Can it

Transaction: ACID

Locks: optimistic locks, pessimistic locks, table locks, row-level locks, gap locks, record locks, auto-increment locks, intent locks…

MVCC: multiversion concurrency control version used by MySQL database to improve read and write efficiency. It is equivalent to Java’S CAS for JUC concurrency.

First talk about MVCC

Basic knowledge of

The current reading

  1. Concept: The data read is the latest version, the latest version of data is always read, and the data returned by the current read will be locked, to ensure that other transactions will not concurrently modify the record.
  2. Scene:Insert, update, delete,select ... lock in share model,select ..... for update

Where, lock in share Model and for update are lock operations.

Read the snapshot

  1. Concept: Read data is a historical version of the record, no lock
  2. Scenario: Select…

Isolation level for Innodb transactions

  1. Read uncommitted: As soon as the data is modified, other things can see the data immediately, whether it is committed or not
  2. Read Committed: Committed reads can also be read committed.

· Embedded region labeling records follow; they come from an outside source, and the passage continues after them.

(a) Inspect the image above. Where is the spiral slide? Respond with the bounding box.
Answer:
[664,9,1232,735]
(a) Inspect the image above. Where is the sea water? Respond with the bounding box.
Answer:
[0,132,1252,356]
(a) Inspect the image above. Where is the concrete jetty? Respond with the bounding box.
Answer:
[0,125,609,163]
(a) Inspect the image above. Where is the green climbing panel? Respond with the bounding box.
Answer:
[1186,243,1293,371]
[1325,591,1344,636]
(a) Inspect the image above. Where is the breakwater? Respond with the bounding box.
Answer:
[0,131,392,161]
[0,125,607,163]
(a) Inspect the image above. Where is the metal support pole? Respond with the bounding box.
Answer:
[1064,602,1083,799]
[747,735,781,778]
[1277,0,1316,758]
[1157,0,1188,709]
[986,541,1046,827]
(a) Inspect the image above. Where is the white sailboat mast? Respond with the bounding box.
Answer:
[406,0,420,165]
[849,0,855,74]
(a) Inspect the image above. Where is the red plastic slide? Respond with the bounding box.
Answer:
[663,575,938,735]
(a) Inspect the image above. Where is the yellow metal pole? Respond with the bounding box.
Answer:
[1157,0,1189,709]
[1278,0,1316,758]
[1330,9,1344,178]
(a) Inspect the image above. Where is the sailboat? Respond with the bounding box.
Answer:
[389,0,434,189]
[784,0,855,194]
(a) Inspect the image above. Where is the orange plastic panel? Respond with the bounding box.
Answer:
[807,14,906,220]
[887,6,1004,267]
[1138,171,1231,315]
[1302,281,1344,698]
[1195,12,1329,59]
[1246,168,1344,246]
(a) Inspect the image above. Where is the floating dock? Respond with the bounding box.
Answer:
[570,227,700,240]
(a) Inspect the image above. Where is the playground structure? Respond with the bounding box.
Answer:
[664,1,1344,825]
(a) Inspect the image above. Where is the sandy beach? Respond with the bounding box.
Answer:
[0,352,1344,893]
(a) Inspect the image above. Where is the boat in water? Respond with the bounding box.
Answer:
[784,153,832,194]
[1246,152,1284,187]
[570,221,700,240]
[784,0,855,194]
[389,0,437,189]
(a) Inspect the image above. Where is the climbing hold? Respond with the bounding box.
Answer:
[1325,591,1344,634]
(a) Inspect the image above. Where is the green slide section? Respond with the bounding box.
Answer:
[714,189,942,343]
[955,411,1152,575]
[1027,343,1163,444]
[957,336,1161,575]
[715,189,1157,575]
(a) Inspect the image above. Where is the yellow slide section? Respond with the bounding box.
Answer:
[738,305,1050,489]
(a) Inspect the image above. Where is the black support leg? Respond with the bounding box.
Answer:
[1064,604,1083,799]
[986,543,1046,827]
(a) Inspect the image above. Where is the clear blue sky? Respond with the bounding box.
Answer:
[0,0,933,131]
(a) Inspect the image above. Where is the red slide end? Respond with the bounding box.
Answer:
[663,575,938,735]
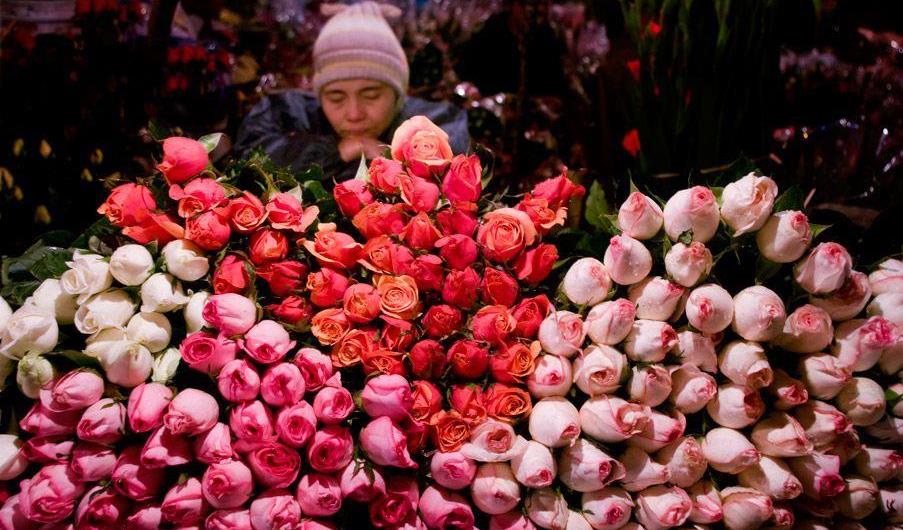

Committed reads can solve the problem of dirty reads, which is higher than uncommitted reads. Therefore, after the isolation level is set to committed, other objects’ modified data must be committed before the current transaction can see it.
  3. Repeatable read: The results of each query must be the same in the same transaction
  4. Serialization: After one transaction is executed, other transactions are executed in sequence.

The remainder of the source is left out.